We're running a Jersey (1.x) based service in Tomcat on AWS in an array of ~20 instances Periodically an instance "goes bad": over the course of about 4 hours its heap and CPU usage increase until the heap is exhausted and the CPU is pinned. At that point it gets automatically removed from the load balancer and eventually killed.
Examining heap dumps from these instances, ~95% of the memory has been used up by an instance of java.lang.ref.Finalizer which is holding onto all sorts of stuff, but most or all of it is related to HTTPS connections sun.net.www.protocol.https.HttpsURLConnectionImpl, sun.security.ssl.SSLSocketImpl, various crypto objects). These are connections that we're making to an external webservice using Jersey's client library. A heap dump from a "healthy" instance doesn't indicate any sort of issue.
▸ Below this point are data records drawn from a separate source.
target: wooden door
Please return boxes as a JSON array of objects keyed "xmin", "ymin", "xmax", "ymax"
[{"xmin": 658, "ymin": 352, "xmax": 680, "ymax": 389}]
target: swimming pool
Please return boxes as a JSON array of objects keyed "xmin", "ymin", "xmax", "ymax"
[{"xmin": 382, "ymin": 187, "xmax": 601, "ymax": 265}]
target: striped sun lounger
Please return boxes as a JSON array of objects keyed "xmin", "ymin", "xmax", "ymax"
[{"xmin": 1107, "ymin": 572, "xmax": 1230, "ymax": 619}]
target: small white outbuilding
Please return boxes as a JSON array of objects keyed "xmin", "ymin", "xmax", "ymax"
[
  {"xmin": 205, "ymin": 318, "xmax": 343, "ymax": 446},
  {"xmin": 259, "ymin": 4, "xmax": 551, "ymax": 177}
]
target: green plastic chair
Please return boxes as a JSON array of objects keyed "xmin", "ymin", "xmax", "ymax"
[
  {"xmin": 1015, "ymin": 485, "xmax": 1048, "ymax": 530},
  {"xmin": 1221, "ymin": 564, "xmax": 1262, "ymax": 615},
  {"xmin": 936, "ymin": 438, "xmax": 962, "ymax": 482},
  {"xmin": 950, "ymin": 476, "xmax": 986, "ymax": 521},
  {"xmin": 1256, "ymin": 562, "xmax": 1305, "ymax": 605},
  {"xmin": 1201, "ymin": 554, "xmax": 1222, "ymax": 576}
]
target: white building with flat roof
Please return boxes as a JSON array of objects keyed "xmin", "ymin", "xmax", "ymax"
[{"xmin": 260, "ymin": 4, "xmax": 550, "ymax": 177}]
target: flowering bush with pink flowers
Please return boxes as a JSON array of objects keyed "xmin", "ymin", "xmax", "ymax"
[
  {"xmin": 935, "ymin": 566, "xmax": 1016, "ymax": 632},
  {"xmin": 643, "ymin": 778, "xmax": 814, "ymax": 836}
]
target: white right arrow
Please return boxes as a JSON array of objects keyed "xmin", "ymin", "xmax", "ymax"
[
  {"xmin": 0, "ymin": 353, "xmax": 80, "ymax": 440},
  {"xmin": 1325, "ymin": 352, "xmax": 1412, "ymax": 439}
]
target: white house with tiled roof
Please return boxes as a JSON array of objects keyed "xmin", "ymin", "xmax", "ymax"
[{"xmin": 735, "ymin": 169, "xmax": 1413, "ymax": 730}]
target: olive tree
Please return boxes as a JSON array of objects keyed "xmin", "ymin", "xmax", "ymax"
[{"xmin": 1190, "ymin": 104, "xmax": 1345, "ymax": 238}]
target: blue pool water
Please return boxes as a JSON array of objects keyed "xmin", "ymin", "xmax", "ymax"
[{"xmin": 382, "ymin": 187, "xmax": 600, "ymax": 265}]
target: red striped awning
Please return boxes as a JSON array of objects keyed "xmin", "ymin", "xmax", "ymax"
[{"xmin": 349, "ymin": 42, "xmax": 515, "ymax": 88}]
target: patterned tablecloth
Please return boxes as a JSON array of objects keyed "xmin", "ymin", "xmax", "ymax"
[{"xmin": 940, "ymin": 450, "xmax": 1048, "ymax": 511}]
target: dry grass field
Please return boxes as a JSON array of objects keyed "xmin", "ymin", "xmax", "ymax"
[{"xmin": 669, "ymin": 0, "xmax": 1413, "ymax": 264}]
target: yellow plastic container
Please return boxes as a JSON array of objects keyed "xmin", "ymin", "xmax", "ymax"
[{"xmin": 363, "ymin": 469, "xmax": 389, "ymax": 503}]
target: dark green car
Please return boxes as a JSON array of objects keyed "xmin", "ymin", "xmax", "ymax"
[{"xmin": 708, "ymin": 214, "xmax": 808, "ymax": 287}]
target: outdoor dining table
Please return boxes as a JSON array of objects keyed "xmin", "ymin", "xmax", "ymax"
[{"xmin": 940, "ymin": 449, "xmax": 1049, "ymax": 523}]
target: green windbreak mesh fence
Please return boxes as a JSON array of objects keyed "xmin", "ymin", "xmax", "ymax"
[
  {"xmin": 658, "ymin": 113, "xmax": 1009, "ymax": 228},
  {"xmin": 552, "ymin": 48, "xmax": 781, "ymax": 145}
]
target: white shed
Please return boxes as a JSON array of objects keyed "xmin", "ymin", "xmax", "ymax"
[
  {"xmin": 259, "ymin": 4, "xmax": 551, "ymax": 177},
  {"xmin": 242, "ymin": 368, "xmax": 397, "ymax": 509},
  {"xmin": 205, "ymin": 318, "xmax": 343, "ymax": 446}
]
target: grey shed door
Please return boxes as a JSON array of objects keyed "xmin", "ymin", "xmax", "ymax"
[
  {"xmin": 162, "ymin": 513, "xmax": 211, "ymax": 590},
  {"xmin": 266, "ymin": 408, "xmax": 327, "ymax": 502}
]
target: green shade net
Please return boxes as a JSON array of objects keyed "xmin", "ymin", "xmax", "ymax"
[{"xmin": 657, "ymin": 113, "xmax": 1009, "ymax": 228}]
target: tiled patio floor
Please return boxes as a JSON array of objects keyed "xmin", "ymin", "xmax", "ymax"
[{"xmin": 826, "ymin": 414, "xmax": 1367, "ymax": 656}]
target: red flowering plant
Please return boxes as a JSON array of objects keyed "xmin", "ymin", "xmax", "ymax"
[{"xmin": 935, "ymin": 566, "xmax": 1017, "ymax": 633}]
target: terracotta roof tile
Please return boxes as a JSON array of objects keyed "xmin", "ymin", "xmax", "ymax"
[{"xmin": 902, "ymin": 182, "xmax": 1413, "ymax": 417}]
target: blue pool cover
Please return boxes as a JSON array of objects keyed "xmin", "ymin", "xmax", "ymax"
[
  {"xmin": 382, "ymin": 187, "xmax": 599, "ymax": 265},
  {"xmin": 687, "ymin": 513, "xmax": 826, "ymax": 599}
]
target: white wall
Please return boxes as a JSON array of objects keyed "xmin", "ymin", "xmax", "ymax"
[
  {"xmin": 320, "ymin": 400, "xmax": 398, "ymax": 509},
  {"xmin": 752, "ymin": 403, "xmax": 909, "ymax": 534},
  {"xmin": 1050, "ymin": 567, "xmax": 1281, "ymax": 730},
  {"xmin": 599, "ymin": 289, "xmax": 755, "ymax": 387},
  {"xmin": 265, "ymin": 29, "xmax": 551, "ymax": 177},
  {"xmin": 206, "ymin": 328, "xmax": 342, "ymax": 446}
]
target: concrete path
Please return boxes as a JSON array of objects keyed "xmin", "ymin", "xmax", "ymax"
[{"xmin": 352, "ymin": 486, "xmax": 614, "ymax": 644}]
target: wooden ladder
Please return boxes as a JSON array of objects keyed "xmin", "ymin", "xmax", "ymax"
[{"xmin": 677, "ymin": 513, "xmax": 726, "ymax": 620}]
Under relatively low load instances run for days or weeks without issue. As load increases, so does the frequency of instance failure (several per day by the time average CPU gets to ~40%).
Our JVM args are:
-XX:+UseG1GC -XX:MaxPermSize=256m -Xmx1024m -Xms1024m
I'm in the process of adding JMX logging for garbage collection metrics, but I'm not entirely clear what I should be looking for. At this point I'm primarily looking for ideas of what could kick off this sort of failure or additional targets for investigation.